@cpelements/rh-site-switcher
v1.0.12
Published
Site switcher element for cpelements
Downloads
798
Readme
PatternFly Element | Site switcher element
Usage
This web component is responsible for loading the Red Hat site switcher which allows site visitors to navigate between Red Hat web properties.
<site-switcher></site-switcher>
Attributes
lang
: The lang attribute is used to specify the desired language of the loaded content. The component will default to english in its absence. Currently this attribute must be set manually.
Dev
`npm start`
Build
`npm run build`
Demo
From the PFElements root directory, run:
`npm run demo`
Setting the language
Language is set with the lang
attribute on the site-switcher
tag. Ideally this is done server side, but it will update if it's changed after the site switcher has loaded.
The options are:
en
de
es
fr
it
ja
ko
pt
zh
zh-hans
For example:
<!-- German -->
<site-switcher lang="de"></site-switcher>
<!-- French -->
<site-switcher lang="fr"></site-switcher>
<!-- Chinese -->
<site-switcher lang="zh-hans"></site-switcher>
Setting the "You are here" status
New Approach
Use the html attribute site
and set it to one of the following values:
rhdc
: RedHat.comcustomer-portal
: access.redhat.comdevelopers
: developers.redhat.comconnect
: connect.redhat.com
<site-switcher site="connect"></site-switcher>
Legacy Support for "You are here" Functionality
Originally this component had a system of custom properties to set "You are Here", which was a little hard to explain and work with. To keep support of this approach, if the site
attribute is not set, the component checks one of the CSS custom properties:
These are the 4 custom properties and values legacy support looks for at load
:
- RedHat.com:
--rhdc--label: var(--label--you-are-here);
- Customer Portal:
--customer-portal--label: var(--label--you-are-here);
- Developers:
--developers--label: var(--label--you-are-here);
- Partner Connect:
--connect--label: var(--label--you-are-here);
As long as it's set on a parent of the site switcher (e.g. :root
, body
, etc.), or the site switcher itself, it should work; but it's slightly less performant.
Site Switcher Styles
Originally the styles were published separately when RedHat.com was hosting the HTML.

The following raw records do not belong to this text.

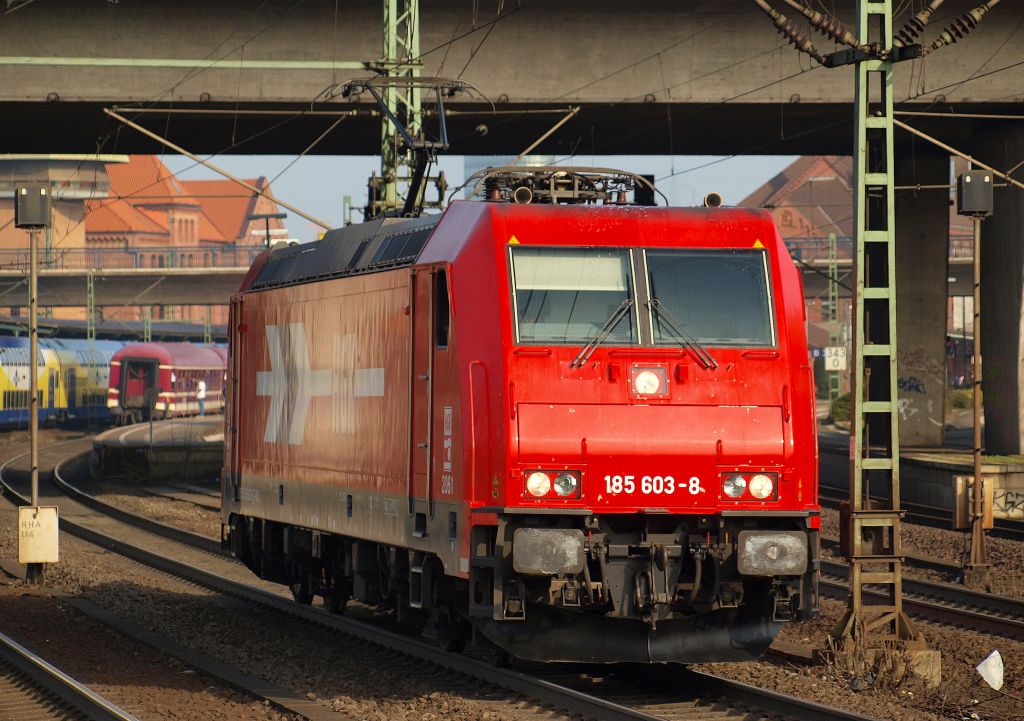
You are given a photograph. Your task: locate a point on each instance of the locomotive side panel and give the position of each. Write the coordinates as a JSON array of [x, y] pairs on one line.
[[323, 378]]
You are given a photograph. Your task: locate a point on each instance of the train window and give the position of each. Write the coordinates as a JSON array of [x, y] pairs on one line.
[[720, 297], [441, 313], [566, 295]]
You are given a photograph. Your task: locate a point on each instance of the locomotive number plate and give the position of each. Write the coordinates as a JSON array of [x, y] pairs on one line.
[[651, 484]]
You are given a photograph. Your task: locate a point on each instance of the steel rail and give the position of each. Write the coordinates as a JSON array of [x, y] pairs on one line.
[[55, 683], [168, 532], [932, 601], [936, 517], [524, 684]]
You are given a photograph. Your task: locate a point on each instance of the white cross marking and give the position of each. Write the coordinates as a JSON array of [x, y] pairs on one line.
[[290, 383], [351, 383]]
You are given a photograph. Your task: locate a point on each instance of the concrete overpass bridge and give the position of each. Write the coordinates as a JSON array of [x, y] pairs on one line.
[[650, 77]]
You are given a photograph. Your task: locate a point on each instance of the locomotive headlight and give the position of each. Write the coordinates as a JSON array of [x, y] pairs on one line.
[[734, 485], [565, 483], [647, 383], [762, 486], [538, 483]]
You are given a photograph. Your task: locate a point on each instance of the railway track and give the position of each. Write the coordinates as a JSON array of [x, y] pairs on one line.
[[613, 693], [32, 689], [933, 516], [943, 603]]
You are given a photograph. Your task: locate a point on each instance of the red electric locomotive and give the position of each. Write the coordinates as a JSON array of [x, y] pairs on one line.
[[170, 371], [576, 428]]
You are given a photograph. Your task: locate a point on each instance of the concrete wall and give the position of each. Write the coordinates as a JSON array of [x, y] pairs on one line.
[[1003, 298], [922, 274]]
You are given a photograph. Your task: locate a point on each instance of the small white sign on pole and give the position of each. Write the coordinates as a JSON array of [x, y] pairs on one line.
[[836, 357], [37, 535]]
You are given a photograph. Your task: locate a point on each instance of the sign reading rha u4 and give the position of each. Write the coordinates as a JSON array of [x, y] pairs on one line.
[[836, 357], [37, 535]]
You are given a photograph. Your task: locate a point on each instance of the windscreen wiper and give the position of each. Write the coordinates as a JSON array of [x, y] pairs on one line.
[[601, 335], [684, 338]]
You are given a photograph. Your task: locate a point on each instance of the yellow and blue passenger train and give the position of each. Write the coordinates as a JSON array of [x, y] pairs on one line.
[[73, 378]]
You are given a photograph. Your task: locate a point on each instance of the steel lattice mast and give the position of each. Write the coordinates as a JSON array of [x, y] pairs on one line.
[[400, 59]]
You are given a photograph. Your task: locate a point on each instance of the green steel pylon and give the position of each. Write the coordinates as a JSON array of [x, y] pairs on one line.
[[873, 526]]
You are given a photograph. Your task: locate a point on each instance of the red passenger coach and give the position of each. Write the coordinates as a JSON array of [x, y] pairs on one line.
[[174, 371], [571, 431]]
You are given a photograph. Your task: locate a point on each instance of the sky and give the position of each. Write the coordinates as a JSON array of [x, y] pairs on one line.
[[316, 184]]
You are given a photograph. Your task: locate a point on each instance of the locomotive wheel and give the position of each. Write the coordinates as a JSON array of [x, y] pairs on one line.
[[336, 603], [497, 656], [301, 592], [454, 638]]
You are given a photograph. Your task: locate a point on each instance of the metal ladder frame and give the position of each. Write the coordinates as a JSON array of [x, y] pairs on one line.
[[875, 404]]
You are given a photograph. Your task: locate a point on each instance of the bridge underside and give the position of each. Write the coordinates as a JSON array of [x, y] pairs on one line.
[[654, 128]]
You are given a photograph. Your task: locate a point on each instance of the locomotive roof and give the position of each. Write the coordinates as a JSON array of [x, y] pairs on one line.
[[181, 354], [378, 245], [391, 243]]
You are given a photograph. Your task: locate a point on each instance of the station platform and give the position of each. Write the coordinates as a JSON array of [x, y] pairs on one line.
[[180, 448], [928, 474]]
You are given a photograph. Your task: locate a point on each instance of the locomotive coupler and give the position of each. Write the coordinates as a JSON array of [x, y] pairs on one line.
[[781, 602], [645, 583]]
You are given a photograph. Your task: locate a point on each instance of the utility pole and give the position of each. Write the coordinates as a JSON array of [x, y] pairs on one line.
[[37, 526], [871, 526], [385, 194], [835, 377], [974, 199]]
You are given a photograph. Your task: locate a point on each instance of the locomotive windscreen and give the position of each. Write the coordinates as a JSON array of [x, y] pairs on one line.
[[717, 297], [720, 297], [566, 295]]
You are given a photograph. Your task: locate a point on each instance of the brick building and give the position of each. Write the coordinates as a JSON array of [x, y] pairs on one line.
[[152, 219]]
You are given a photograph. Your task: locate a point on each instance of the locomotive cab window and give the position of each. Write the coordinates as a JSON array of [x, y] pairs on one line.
[[719, 297], [567, 295], [441, 310]]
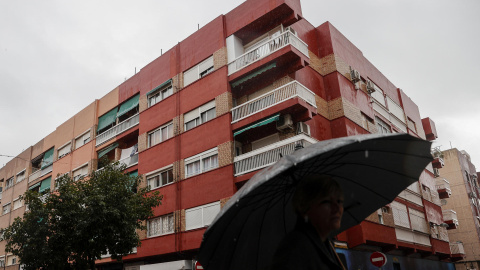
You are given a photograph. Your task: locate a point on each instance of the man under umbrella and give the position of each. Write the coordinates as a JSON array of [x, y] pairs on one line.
[[318, 203]]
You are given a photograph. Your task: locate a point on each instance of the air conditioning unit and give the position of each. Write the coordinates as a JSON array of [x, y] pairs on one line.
[[285, 122], [291, 30], [355, 75], [370, 87], [303, 128]]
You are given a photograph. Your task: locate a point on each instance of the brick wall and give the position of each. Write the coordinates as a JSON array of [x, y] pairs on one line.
[[142, 142], [225, 154], [223, 103], [220, 58]]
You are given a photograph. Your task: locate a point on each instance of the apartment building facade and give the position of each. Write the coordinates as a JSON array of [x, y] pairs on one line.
[[200, 120], [463, 205]]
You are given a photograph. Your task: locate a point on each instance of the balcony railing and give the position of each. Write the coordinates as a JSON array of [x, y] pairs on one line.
[[449, 215], [266, 48], [457, 248], [118, 129], [34, 176], [265, 156], [279, 95], [130, 161], [442, 183]]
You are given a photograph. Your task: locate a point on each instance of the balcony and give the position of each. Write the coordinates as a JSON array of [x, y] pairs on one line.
[[457, 250], [279, 95], [267, 48], [450, 217], [117, 130], [269, 154], [34, 176], [443, 188]]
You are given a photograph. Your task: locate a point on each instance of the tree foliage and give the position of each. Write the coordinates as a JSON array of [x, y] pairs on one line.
[[81, 220]]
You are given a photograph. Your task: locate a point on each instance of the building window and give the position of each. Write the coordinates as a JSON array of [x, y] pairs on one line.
[[9, 183], [160, 225], [21, 176], [64, 150], [17, 204], [161, 134], [82, 139], [201, 216], [6, 209], [80, 173], [202, 162], [382, 127], [200, 115], [159, 94], [198, 71], [161, 178]]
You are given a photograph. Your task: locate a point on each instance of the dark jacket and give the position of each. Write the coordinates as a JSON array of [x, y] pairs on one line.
[[303, 249]]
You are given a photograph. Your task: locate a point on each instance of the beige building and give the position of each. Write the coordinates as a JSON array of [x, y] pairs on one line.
[[463, 205]]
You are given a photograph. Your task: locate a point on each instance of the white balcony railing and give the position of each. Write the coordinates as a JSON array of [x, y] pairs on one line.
[[266, 48], [449, 215], [34, 176], [457, 248], [279, 95], [130, 161], [265, 156], [442, 183], [118, 129]]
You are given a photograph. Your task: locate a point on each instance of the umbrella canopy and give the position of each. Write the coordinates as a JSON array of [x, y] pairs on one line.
[[371, 169]]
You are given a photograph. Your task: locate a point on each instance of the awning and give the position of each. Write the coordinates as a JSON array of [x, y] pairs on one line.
[[106, 150], [128, 105], [253, 74], [160, 86], [261, 123], [47, 158], [45, 185], [107, 119]]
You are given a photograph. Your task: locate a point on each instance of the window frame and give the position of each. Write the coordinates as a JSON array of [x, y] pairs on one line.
[[159, 94], [161, 139], [81, 176], [197, 115], [203, 222], [84, 139], [69, 150], [162, 219], [158, 173], [200, 158]]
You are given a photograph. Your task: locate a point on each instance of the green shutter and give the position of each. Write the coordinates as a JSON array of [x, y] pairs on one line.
[[47, 158], [106, 150], [160, 86], [253, 74], [45, 184], [107, 119], [128, 105], [264, 122]]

So instead of finding a new place to staticly publish the CSS and figure out how to get it loaded correctly on each site with CORS and other headaches, the CSS is in the component and part of this build.
This project parses the Sass, deals with minification, and then knows how to cram that into the javascript. Unfortuantely it also puts those styles in the shadow DOM, which is empty.
So when the site switcher content is injected in the light DOM the code is also moving the <style>
tag to the light DOM. This is an odd approach, but the CSS is scoped well to not effect anything except the site switcher, and given a specificity boost to try and make sure the site styles don't mess with it.